なんなら、貴社(地味で不愛想な女)の不手際に対して本来ならクレームを入れていいところを、自身の寛大さで入れないでやっている、と思っているのでは。

だからこそそうした女性に対して、単に「苦手な人」として避けて無関心になるのではなく、わざわざ怒りのようなものを表明することが多いのではないだろうか。

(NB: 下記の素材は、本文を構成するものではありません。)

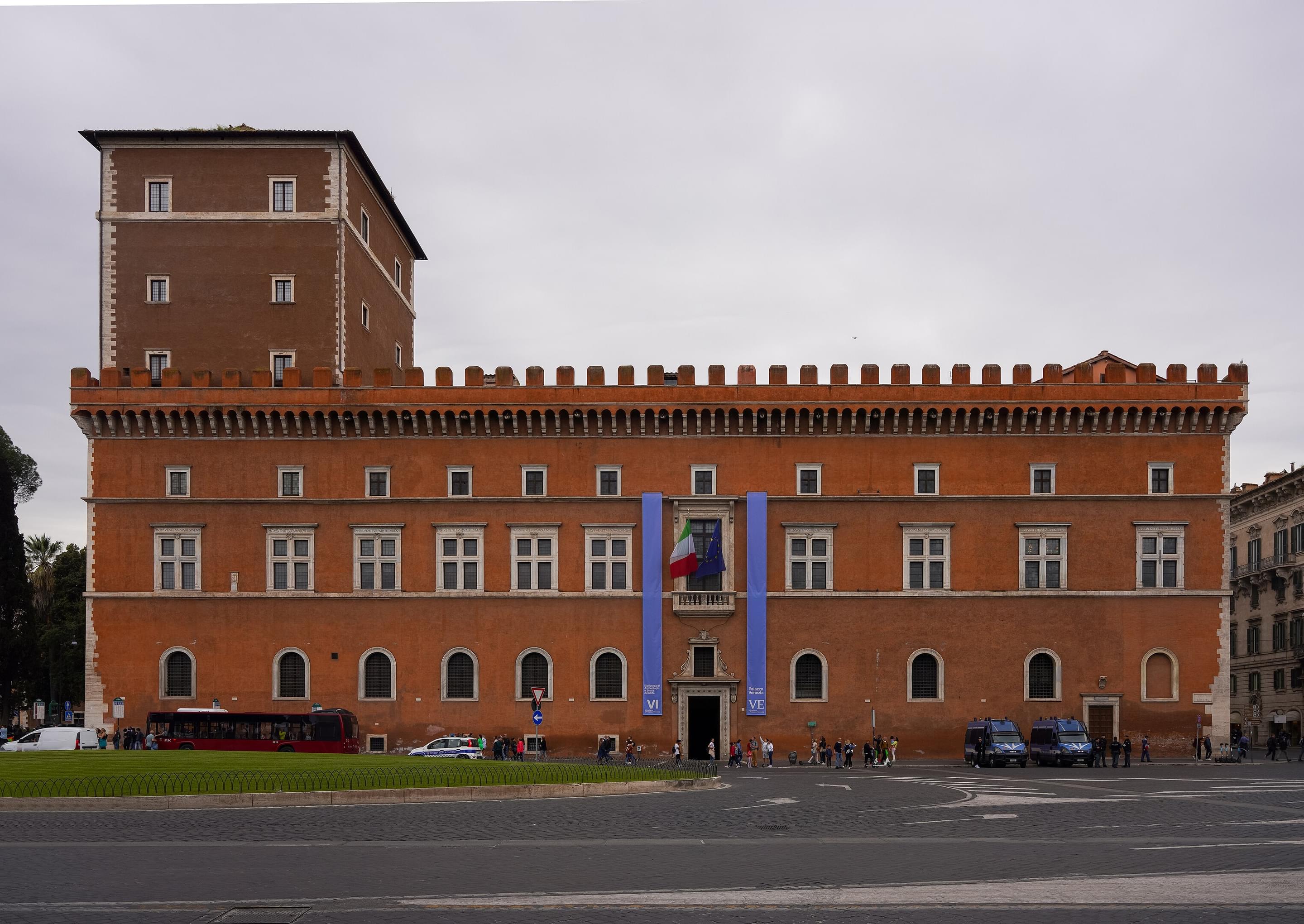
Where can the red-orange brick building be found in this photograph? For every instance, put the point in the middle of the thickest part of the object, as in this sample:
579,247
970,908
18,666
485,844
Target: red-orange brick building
427,553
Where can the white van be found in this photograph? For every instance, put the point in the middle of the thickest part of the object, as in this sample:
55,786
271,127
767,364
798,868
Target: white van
55,739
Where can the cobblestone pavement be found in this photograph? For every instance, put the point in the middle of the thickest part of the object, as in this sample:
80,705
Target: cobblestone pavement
777,845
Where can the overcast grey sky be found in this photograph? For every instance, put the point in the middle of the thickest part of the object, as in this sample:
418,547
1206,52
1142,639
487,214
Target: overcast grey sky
697,183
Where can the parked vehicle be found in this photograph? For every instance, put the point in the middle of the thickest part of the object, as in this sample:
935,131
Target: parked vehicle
1060,741
55,738
1003,742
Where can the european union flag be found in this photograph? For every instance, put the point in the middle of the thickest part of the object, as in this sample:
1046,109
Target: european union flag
714,562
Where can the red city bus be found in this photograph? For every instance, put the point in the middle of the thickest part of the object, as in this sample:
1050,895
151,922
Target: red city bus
333,732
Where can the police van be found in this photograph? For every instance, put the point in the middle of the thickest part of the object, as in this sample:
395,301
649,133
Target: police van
455,746
1003,742
1060,741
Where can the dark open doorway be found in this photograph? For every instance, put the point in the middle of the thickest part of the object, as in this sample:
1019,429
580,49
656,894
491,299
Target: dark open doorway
703,725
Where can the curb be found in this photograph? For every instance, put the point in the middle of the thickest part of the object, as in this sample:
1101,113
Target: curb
355,797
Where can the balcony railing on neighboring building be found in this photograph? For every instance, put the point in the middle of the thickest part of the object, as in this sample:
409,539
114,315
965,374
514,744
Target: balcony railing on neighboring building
703,603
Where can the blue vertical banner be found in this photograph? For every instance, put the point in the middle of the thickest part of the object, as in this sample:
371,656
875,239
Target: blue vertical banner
652,603
757,582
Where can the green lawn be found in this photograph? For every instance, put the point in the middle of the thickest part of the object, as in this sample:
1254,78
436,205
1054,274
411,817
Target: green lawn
68,773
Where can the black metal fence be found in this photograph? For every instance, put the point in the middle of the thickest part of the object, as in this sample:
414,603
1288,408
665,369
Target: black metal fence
423,773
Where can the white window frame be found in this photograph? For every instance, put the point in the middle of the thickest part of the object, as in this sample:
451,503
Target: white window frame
526,469
809,532
377,532
517,675
534,532
367,481
937,479
362,678
598,481
1032,479
276,675
444,677
195,674
168,481
149,288
460,532
942,677
1060,675
1173,695
1158,531
925,531
294,195
820,479
592,677
165,180
792,677
1149,478
608,532
693,481
178,532
1044,531
291,532
281,480
282,278
471,480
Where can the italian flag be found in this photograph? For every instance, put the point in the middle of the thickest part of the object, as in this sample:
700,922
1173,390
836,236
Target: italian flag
684,558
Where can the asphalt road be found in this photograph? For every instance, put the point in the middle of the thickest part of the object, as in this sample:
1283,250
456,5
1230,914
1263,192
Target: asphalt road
918,843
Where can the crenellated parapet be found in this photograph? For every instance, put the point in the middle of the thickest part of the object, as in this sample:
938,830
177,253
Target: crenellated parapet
1115,401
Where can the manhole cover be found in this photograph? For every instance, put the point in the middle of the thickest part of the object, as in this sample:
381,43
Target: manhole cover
266,915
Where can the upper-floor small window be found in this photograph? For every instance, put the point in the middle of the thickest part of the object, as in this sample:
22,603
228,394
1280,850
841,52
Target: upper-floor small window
534,481
282,195
161,196
609,481
1161,478
379,481
460,481
179,481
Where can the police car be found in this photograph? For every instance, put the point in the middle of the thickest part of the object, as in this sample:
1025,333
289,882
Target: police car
454,746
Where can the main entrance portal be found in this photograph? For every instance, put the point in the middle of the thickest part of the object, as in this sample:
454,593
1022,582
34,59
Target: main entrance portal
703,726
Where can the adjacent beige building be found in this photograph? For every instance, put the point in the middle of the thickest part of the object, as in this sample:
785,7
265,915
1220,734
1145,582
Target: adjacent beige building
1266,561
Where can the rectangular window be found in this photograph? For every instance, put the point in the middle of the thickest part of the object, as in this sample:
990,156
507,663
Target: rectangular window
290,558
810,557
377,564
1044,557
607,558
609,481
460,481
282,195
1044,479
809,479
458,553
161,195
290,481
1160,557
534,481
178,481
177,560
534,558
928,557
703,479
1161,478
379,481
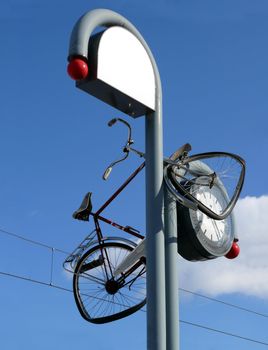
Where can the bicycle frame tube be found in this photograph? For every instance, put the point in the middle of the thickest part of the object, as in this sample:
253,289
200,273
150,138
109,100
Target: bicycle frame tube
120,189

だから、おばさんを嫌う(男性が多いように思う)のは、

「お前の勝手で女体を老けさせやがって」なのでは。

女芸人を嫌うのも

「本当ならちょっとエロい目で見れて楽しめる女体を持ってるのに、なんでそれをさせないんだ!」

「お前が勝手に女体に手を入れて女性性を消してダメにしている!」

という、本来なら自分が楽しむために与えらえる可能性があった女体が、他人(正しくは女体の持ち主である女性本人)によって、「勝手に」エロい目でみれないように作り変えられている(お笑いによって)と憤慨するのではないか。

などと考えた。

で、例の男性も、怒りまではいかなくても自ら女性性を消しにかかってる(消してるわけではなく単に本人の趣味とか生まれ持った性質なのだが)存在が不可解でならないのかもしれない。

同じ前提(俺:女性性の高い女性が好き・女:女性性の高い格好と態度で好かれたい)を共有していない、謎の存在は不可解で奇妙なのかもしれない。

 

 

しかし、長々と書いたが、私が最も引っかかったのは「なんか、ぞわぞわする…」という子供のような回答である。

いや、引っかかっちゃいけない、よっぽどの“脳内言語化オタク”でもない限り、これが普通の感想なのだ。